The responsibilites of certified nurses aid supervisors will likely vary by long-term care facility and perhaps by individual state regulations. CNAs play a vital role in long-term care facilities, and many other departments rely on CNAs and the jobs they perform. The exact number of CNAs assigned under a supervisor will depend on the size of the facility, but it can be as high as 40 CNAs for some buildings.
Determining the work schedule for each of the CNAs at the long-term care facility is usually a primary job duty of a supervisor. This duty includes monitoring when CNAs clock in and out of work and making sure there are enough CNAs on duty throughout the day. Budget is typically important, and the supervisor will have to make sure that CNAs are not taking unapproved overtime hours.

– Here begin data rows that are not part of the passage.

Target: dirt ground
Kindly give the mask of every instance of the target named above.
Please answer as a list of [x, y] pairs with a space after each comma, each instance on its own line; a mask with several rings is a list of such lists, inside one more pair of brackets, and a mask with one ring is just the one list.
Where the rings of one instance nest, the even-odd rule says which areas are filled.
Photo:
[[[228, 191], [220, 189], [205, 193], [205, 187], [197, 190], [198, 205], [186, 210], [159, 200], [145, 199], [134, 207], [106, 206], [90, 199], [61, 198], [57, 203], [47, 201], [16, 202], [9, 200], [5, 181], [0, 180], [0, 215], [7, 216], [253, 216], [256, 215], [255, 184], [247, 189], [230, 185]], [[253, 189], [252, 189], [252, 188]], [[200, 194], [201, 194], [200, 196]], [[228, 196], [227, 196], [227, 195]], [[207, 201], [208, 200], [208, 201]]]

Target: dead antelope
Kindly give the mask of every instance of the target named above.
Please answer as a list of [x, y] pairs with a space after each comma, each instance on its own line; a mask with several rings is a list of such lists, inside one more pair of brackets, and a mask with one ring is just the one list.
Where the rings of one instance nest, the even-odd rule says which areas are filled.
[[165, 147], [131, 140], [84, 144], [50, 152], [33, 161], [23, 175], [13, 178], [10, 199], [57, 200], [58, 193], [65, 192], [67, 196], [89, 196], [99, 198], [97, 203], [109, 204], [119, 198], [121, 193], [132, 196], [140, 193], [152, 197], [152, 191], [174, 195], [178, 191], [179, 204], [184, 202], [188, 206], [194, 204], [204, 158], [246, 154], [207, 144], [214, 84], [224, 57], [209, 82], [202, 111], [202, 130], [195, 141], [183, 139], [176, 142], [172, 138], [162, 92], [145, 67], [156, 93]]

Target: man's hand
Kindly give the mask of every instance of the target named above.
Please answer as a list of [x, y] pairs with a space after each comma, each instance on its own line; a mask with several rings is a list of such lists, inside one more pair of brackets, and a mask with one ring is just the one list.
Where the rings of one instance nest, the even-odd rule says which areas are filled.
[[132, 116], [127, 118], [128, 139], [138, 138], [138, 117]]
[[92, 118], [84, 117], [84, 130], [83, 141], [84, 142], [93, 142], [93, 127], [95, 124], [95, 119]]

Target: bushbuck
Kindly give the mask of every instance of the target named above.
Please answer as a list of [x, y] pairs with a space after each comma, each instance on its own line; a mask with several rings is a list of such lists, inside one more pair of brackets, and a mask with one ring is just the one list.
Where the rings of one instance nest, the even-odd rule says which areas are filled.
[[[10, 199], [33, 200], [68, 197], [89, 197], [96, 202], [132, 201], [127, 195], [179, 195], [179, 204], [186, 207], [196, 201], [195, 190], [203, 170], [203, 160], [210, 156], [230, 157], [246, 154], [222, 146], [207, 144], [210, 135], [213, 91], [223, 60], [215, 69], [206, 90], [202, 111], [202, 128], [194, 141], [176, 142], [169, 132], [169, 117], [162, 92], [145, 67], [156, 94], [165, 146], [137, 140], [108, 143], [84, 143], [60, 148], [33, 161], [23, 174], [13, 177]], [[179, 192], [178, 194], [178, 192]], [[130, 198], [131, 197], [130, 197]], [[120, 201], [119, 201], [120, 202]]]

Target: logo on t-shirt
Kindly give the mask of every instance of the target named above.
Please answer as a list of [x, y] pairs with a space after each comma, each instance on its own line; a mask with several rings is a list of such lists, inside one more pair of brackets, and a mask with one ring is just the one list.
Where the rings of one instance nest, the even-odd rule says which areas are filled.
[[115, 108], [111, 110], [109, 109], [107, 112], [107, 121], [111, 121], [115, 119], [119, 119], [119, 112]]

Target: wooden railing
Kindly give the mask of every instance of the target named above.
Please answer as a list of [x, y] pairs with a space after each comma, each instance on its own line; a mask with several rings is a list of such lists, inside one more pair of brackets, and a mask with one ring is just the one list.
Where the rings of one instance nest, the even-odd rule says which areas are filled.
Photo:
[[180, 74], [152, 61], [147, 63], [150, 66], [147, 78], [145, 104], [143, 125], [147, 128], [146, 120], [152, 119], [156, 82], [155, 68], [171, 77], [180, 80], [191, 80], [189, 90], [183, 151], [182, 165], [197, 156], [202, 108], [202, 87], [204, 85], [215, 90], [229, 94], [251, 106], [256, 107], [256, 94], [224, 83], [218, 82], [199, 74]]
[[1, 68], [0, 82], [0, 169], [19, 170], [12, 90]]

Activities of Daily Living
CNAs have a series of tasks they are to perform while they are on duty. Although the individual tasks may vary by long term care facility, some examples include feeding, oral care and toileting assistance for the residents. The supervisor must make sure that the daily tasks are completed on time and to the standards established by the facility and perhaps the state.
Supervising Medical Needs
CNAs are often required to make sure the medical needs of the long-term care residents are met. This can involve filling oxygen tanks and adjusting them to the proper flow for the residents. CNAs also report to the supervisor any changes in the residents' health or behavior -- reporting the presence of bed sores, for example. The supervisor must make sure the reports are communicated to the proper people so that the medical needs of the residents are being met.
Some long-term care facilities require the CNAs too keep up with their training. CNAs should be able to perform all the essential duties of a certified nursing aid at all times. This may require occasional professional development sessions, classes or workshops. The supervisor is in charge of assuring all their staff can meet these essential job duties.
Other Duties as Assigned
In addition to supervising the CNA staff, the position may require other duties outside of this role. For example, if the supervisor is also a nurse, the facility's director may assign nursing duties as well. These duties will likely be included in the job description, but expect some unplanned duties as the need arises.